Tuesday, September 09, 2008

Screaming Memes, or...

Nuthin' but the truth...

I'm not much of a meme'er these days. Several friends have sent memes around in recent weeks and I've promised to respond, but I never seem to get to them. Also, because of my strange ability to attract Crazy Ass Blog Stalkers (or CABS), I'm a little reluctant to share more personal information than I already spew forth out here. I can just imagine someone reaching out and saying, "You like Toblerone? I *love* Toblerone! I'm gonna send you a case! We should be sisters!"


However, in the interest of making sure my friends don't think I'm ignoring them, I've come up with a combination meme response. This meme has elements of several friendly tags I've gotten and yet provides would-be CABbieS (or should that be CABieS - like rabies?) with no useful information.

Here goes.

Below are five odd things you might not know about me.

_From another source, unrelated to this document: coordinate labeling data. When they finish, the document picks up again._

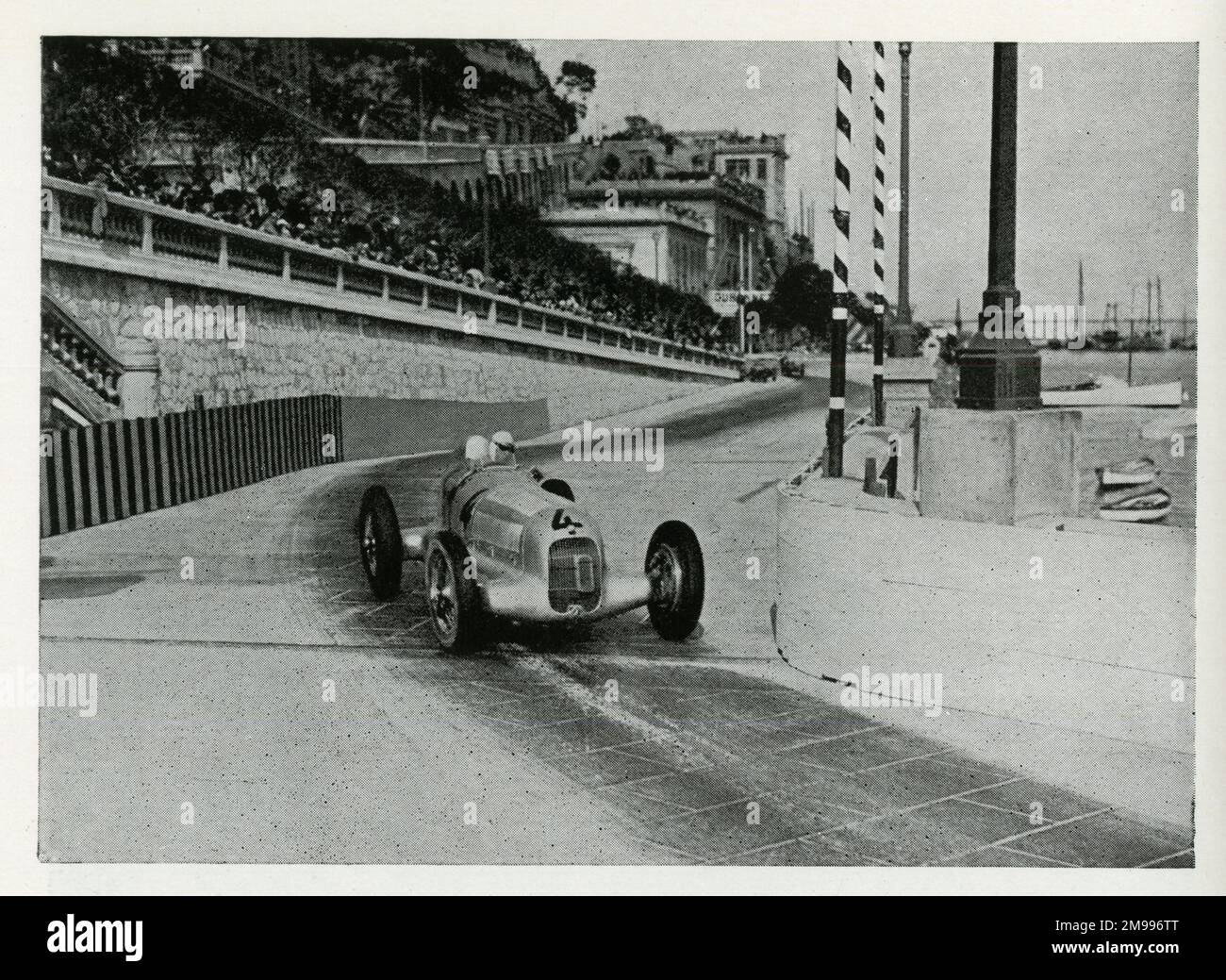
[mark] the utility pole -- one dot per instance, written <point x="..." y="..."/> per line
<point x="1157" y="303"/>
<point x="483" y="139"/>
<point x="837" y="407"/>
<point x="1149" y="307"/>
<point x="1002" y="372"/>
<point x="903" y="333"/>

Four of them are completely true.

Guess which one isn't:

1. As soon as I learned to walk, I started turning my toes under my feet and running on the tops of my toes. This made some of my siblings want to hurl. Somewhere, this bizarre form of conveyance is documented in an old family movie, in which I run through our yard in New Jersey, on the tops of my toes, carrying a very large dead fish and chasing my screaming relatives.

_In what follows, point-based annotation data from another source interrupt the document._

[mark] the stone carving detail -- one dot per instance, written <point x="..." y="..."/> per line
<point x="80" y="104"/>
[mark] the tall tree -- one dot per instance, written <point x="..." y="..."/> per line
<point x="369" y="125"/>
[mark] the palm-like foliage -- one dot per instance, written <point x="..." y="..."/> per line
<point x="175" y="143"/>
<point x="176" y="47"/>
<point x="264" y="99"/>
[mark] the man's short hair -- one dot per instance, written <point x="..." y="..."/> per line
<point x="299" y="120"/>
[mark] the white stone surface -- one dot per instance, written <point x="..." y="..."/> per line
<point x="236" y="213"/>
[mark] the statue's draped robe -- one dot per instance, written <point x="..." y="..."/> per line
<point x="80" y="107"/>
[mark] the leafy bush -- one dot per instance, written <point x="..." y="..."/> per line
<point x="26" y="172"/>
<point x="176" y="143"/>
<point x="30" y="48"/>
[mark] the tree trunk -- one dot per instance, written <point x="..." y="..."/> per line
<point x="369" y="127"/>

2. I have eaten chocolate covered cockroaches. They were in a lovely presentation box from Vietnam. My friend's father was a congressman, and he brought them back from a fact-finding trip to Southeast Asia in the waning days of the war. He bought them as a joke. He should not have left them in the kitchen for a slumber party of second grade girls to find.

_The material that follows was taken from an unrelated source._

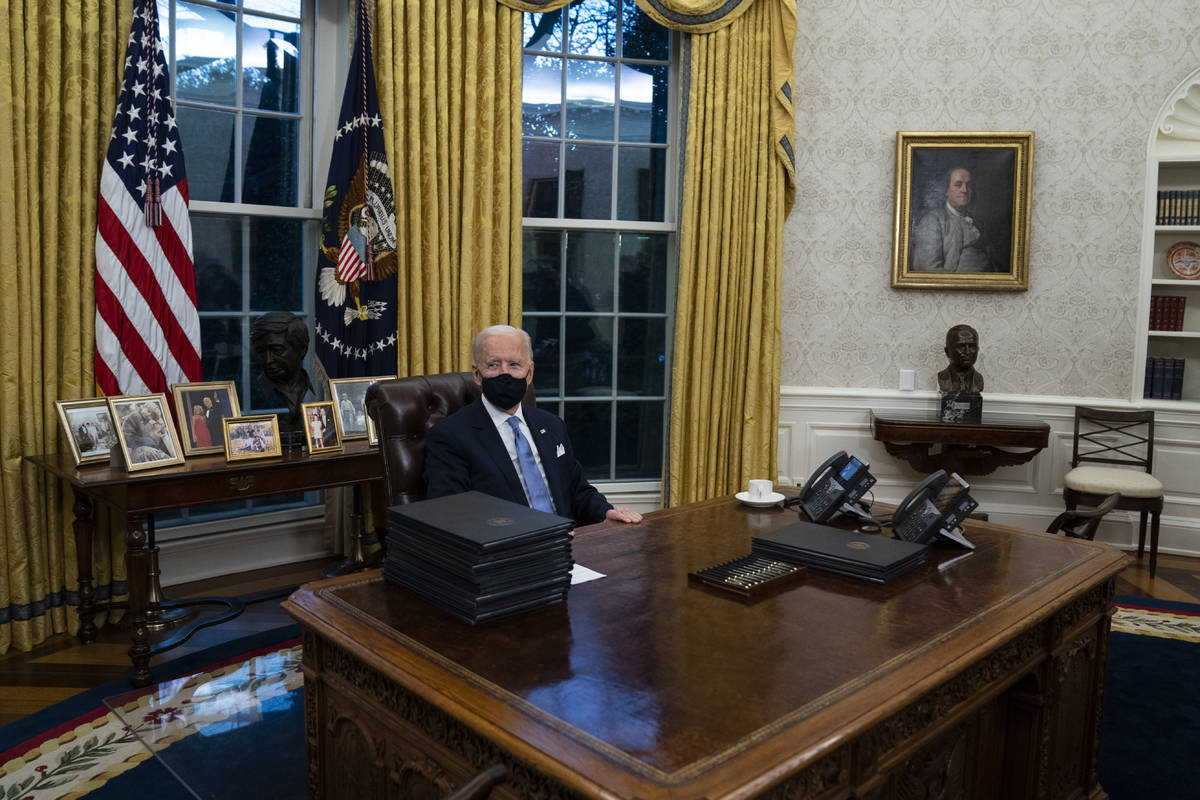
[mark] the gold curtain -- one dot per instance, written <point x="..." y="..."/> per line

They were like chocolate-covered Aplets or Cotlets.

Except they had exo-skeletons.

President Nixon called during that slumber party. Before we got my friend's dad on the phone, we passed it around and talked to him while we ate the roaches.

3. On a business trip to Armenia, I sneaked over the border into Turkey with an Armenian Orthodox priest, so we could get a closer look at Mt. Ararat. We did not see Noah's Ark.

Or a Yeti.

Or Leonard Nimoy.

But a city official in Yerevan did show me his massive UFO photo portfolio. He claimed they hovered outside the balcony of his office during city council meetings. His name was Wolfgang (the Armenian guy, not the alien.) Unusual name for an Armenian dude.

4. Two friends and I accidentally ended up as extras in a Soviet science fiction film called "The Blue-Green Alien" (working title, I assume.) We were lounging on a Black Sea beach when the film crew arrived and repeatedly filmed a man in a suit walking into the sea. Someone asked us to all look to the sky and point. We did, while saying things in English like, "You see anything? Nope? Me neither! I feel stupid!"

I am not thrilled that my (likely) one and only performance on the big screen was in a swimsuit.

Maybe I can find the filmmakers and have them pay for my therapy.

5. I once purchased the most gorgeous, enormous, sweet strawberries from a roadside berry patch in the outskirts of Moscow and brought them back to my office for everyone to enjoy. That night, I saw on the news that the patch where I bought the berries was the location of a Stalin-era mass grave. My supersized berries had been growing in Soylent Fucking Green.

I got to work the next day and dumped the berries as quickly as possible before they were all eaten by my unsuspecting colleagues.

I didn't eat strawberries for a loooong time after that.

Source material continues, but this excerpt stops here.